Rural communities along the northern New Hampshire-Vermont border could see their ambulance coverage cut in half.
Faced with a dramatic drop in revenue, 45th Parallel EMS may limit daytime service to a single ambulance, as they struggle to make ends meet during the coronavirus pandemic.
“We are literally covering an area the size of the state of Rhode Island with four ambulances total. Two are staffed at any time, and I’m looking at within the next couple of weeks having to cut one,” said CEO Nathan Borland.
In a roundtable discussion with N.H. Sen. Jeanne Shaheen on Wednesday, Borland said the private, non-profit ambulance service will lose around $144,000 in April and May.
That amount exceeds his monthly payroll, he said.
Those losses are directly related to COVID-19 and the stay-at-home orders that have wiped out tourism — and the ambulance trips those visitors generate.
To compensate, 45th Parallel has already cut overnight staffing to one ambulance, down from two. Now they may cut daytime staffing as well.
“We were very heavily dependent on tourists coming in,” said Borland. “We’ve been very hard hit economically with the lack of call volume now because everybody’s gone home.”
The downturn has been tough for 45th Parallel’s employees — 14 full time EMTs, one full time administrator, and six part time emergency medical responders — who were wrapping up an extremely busy winter when the pandemic struck.
Full time employees already had their hours cut 25 percent, and they could be cut further if revenues don’t pick up.
“We were coming off of our best February ever. We had thousands of snowmobilers up here and we were busy, busy, busy,” Borland said. “Now we’re sitting around doing absolutely nothing because nothing is happening up here economically. So we’re at the point where, funding-wise, we’re in serious trouble.”
To continue serving the most rural areas of the Twin States — Averill, Beecher Falls, Canaan, Ferdinand, Lemington, Norton and the Gores in Vermont and Columbia, Colebrook, Dixville, Millsfield, Pittsburg and Stewartstown in New Hampshire — 45th Parallel will need help, Borland said.

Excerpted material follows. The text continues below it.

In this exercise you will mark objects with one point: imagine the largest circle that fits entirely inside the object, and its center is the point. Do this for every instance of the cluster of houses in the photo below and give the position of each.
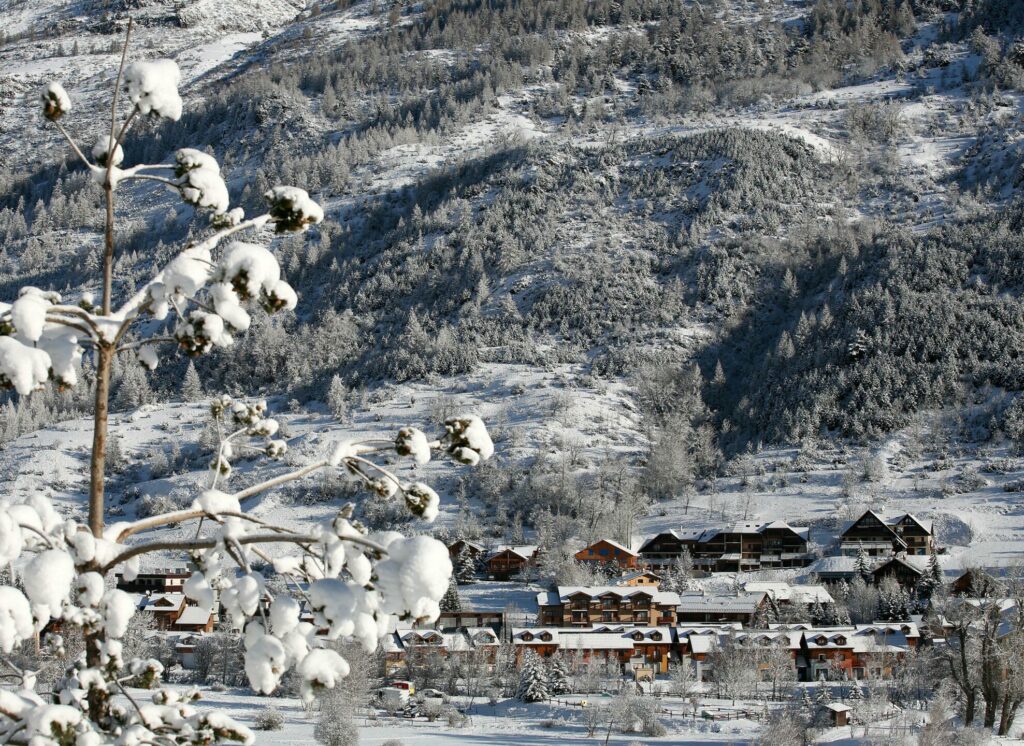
(160, 596)
(897, 545)
(854, 652)
(631, 621)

On Wednesday, he told Shaheen that 45th Parallel had received $32,000 through the federal CARES Act, but added “that will be used up with our next payroll [period] and then we’re looking at dipping into a line of credit for paying people.”
BUDGET BACKFILL: Communities may look to cut emergency services next year to offset coronavirus-related losses.
That was the concern raised by Bill McQuillin, president of the Professional Fire Fighters of New Hampshire, during Wednesday’s call with Shaheen.
“I know our concern is looking out a year from now, to the next fiscal year and beyond,” he said. “What we’re fearful of [is that] local municipalities will make up for lost revenue through service cuts.”
For now, towns cannot use relief money to backfill budgets.
That could change with the next federal aid package, which was recently approved by the House and sent to the Senate.
Shaheen said a portion of CARES Act funding was intended to address municipal budgets, but that the Secretary of the Treasury issued guidance that “refused to allow [those funds] to be used for backfilling those budgets.”
“I’m hopeful what we do in this next package will be much more flexible and allow state and local governments to use dollars the way they need to,” she said.